The classification pipeline for a given clinical outcome inference is a three-stage non-linear mapping, formally \(\Phi : \Re ^{f \times d} \rightarrow \Re\). The pipeline requires a matrix containing f composite scores generated over d consecutive days as an input for a single subject. During the learning phase, the time window of length d is centred around the clinical visit where EDSS, NHPT, and SDMT scores are recorded.

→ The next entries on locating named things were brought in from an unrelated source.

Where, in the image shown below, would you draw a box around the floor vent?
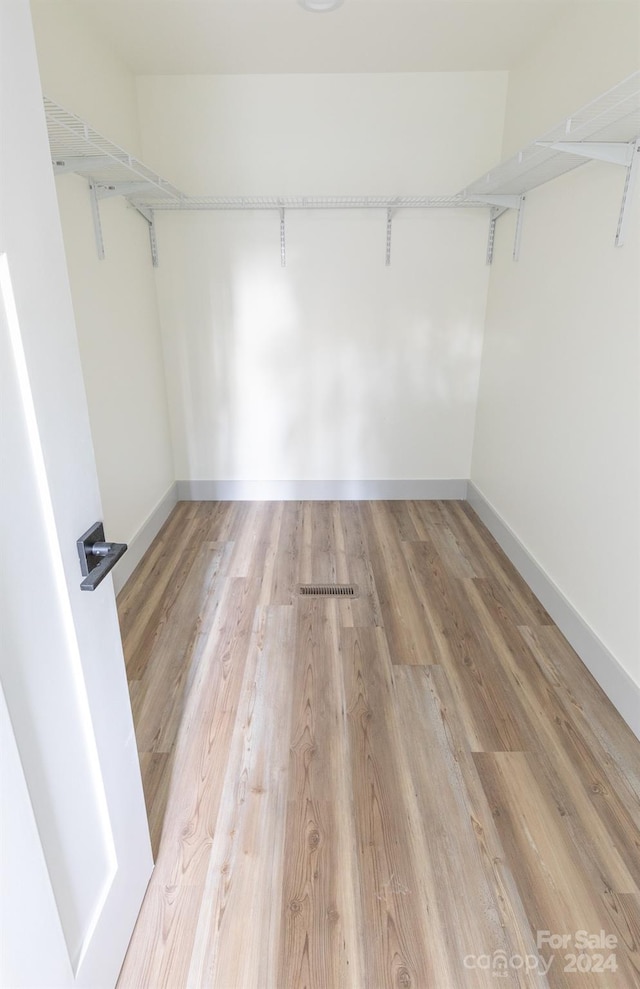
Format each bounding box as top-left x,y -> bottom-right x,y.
298,584 -> 356,598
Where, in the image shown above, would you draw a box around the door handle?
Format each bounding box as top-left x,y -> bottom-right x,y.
76,522 -> 127,591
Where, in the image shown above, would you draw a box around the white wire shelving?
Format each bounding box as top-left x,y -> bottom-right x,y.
44,72 -> 640,266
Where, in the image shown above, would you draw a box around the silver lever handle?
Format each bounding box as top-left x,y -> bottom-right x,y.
76,522 -> 127,591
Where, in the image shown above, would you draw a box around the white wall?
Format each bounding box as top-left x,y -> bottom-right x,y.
471,8 -> 640,696
32,3 -> 174,556
138,73 -> 506,481
502,0 -> 640,158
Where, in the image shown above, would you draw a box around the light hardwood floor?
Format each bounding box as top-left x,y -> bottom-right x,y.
118,501 -> 640,989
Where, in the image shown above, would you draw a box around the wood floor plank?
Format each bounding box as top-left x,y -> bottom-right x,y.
278,599 -> 365,989
474,752 -> 635,989
118,882 -> 202,989
404,666 -> 546,985
395,667 -> 535,989
338,501 -> 382,628
362,502 -> 436,666
467,580 -> 640,893
185,605 -> 294,989
271,501 -> 303,604
456,501 -> 553,625
520,625 -> 640,814
118,501 -> 640,989
340,628 -> 443,989
152,577 -> 260,886
133,543 -> 225,752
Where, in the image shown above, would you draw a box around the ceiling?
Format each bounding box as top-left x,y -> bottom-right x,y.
40,0 -> 607,75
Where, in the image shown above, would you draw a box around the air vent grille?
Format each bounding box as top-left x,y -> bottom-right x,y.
298,584 -> 356,598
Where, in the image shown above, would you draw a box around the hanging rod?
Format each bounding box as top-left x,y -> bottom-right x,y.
44,72 -> 640,265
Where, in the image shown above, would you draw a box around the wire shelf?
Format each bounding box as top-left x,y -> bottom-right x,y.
132,195 -> 482,210
44,96 -> 183,205
460,72 -> 640,197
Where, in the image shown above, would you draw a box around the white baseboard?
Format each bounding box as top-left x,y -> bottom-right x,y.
177,478 -> 467,501
112,482 -> 178,594
467,481 -> 640,738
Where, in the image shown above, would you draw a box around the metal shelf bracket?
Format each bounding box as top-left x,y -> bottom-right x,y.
280,206 -> 287,268
536,141 -> 634,166
89,179 -> 104,261
536,138 -> 640,247
615,138 -> 640,247
134,206 -> 159,268
384,209 -> 393,268
484,196 -> 526,264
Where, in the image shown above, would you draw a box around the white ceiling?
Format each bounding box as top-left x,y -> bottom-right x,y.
48,0 -> 607,75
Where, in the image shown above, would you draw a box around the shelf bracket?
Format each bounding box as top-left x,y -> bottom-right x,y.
513,196 -> 527,261
280,206 -> 287,268
465,193 -> 522,212
536,138 -> 640,247
95,182 -> 147,199
615,138 -> 640,247
536,141 -> 635,167
384,209 -> 393,268
131,203 -> 158,268
487,196 -> 526,264
89,179 -> 104,261
52,155 -> 120,175
487,206 -> 506,264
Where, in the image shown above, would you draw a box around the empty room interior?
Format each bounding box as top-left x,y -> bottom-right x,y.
0,0 -> 640,989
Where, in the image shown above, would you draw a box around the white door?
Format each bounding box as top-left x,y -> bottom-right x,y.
0,0 -> 152,989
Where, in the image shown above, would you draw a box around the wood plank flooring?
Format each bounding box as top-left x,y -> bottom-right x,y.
118,501 -> 640,989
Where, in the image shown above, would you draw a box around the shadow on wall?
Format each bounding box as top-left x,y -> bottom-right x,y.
168,215 -> 484,480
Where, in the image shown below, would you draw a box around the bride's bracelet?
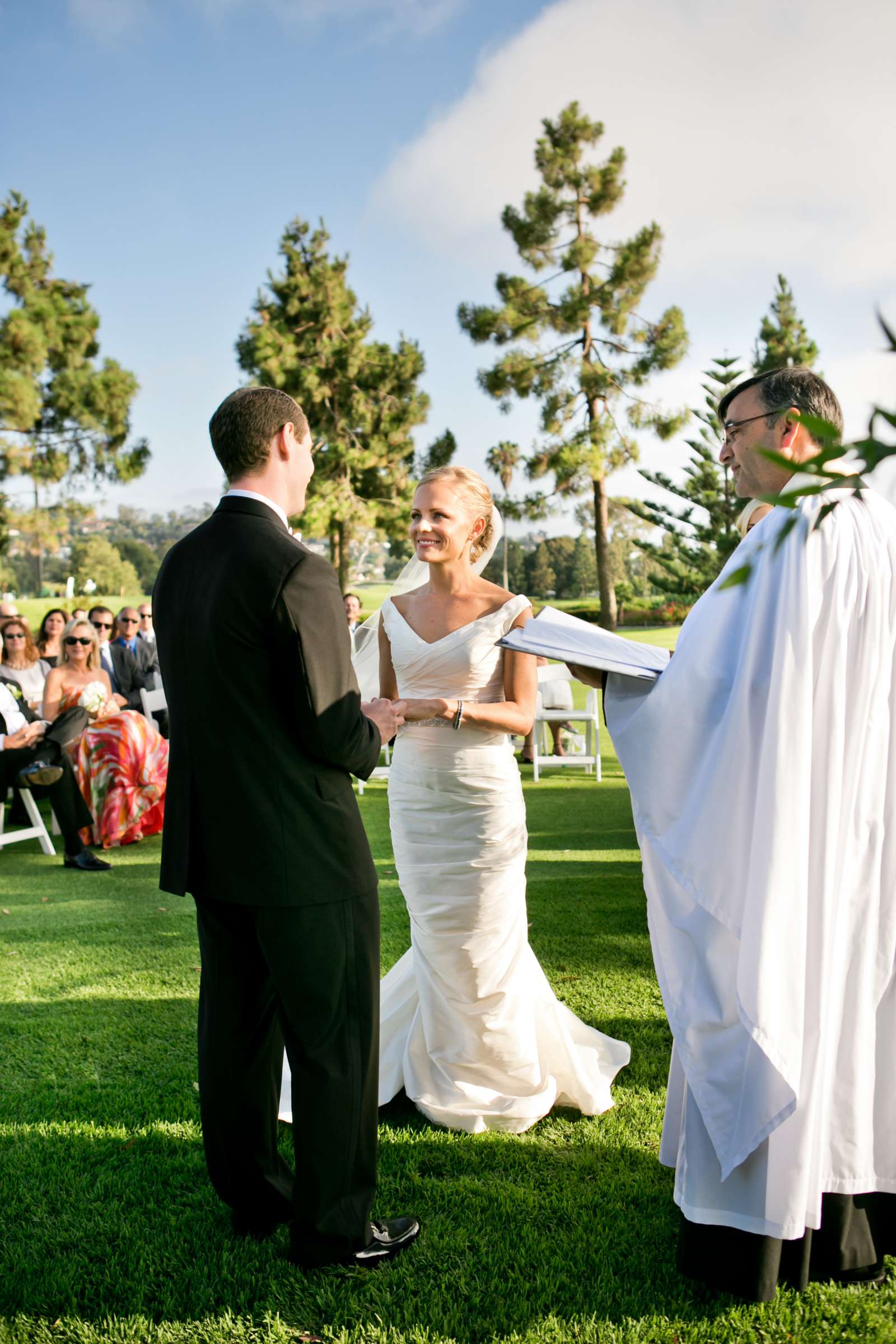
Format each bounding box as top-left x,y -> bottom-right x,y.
404,700 -> 475,729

The matrix values are subsequently normalized, and missing values (due to insufficient data within a day) are imputed via chained equations22,23, a.k.a. Iterative Imputer. The second stage pipeline delivers an output \(\tilde{y} \in \Re ^{d}\) with d predicted probabilities coming from an ensemble model composed of three classifiers (two for the clinical diagnosis) pointing to a soft voting meta learner. The third and last stage of the pipeline yields the actual prediction denoted as \(\hat{y} \in \Re\) obtained by averaging the probabilities, i.e. \(\hat{y} = \sum _{i = 1}^{d} \tilde{y}_{i}\). Depending the target and the corresponding feature set, \(\hat{y}\) provides the estimation relative to the clinical diagnosis (HC versus pwMS), disease severity level based on EDSS, manual dexterity and cognitive function level based on NHPT and SDMT, respectively.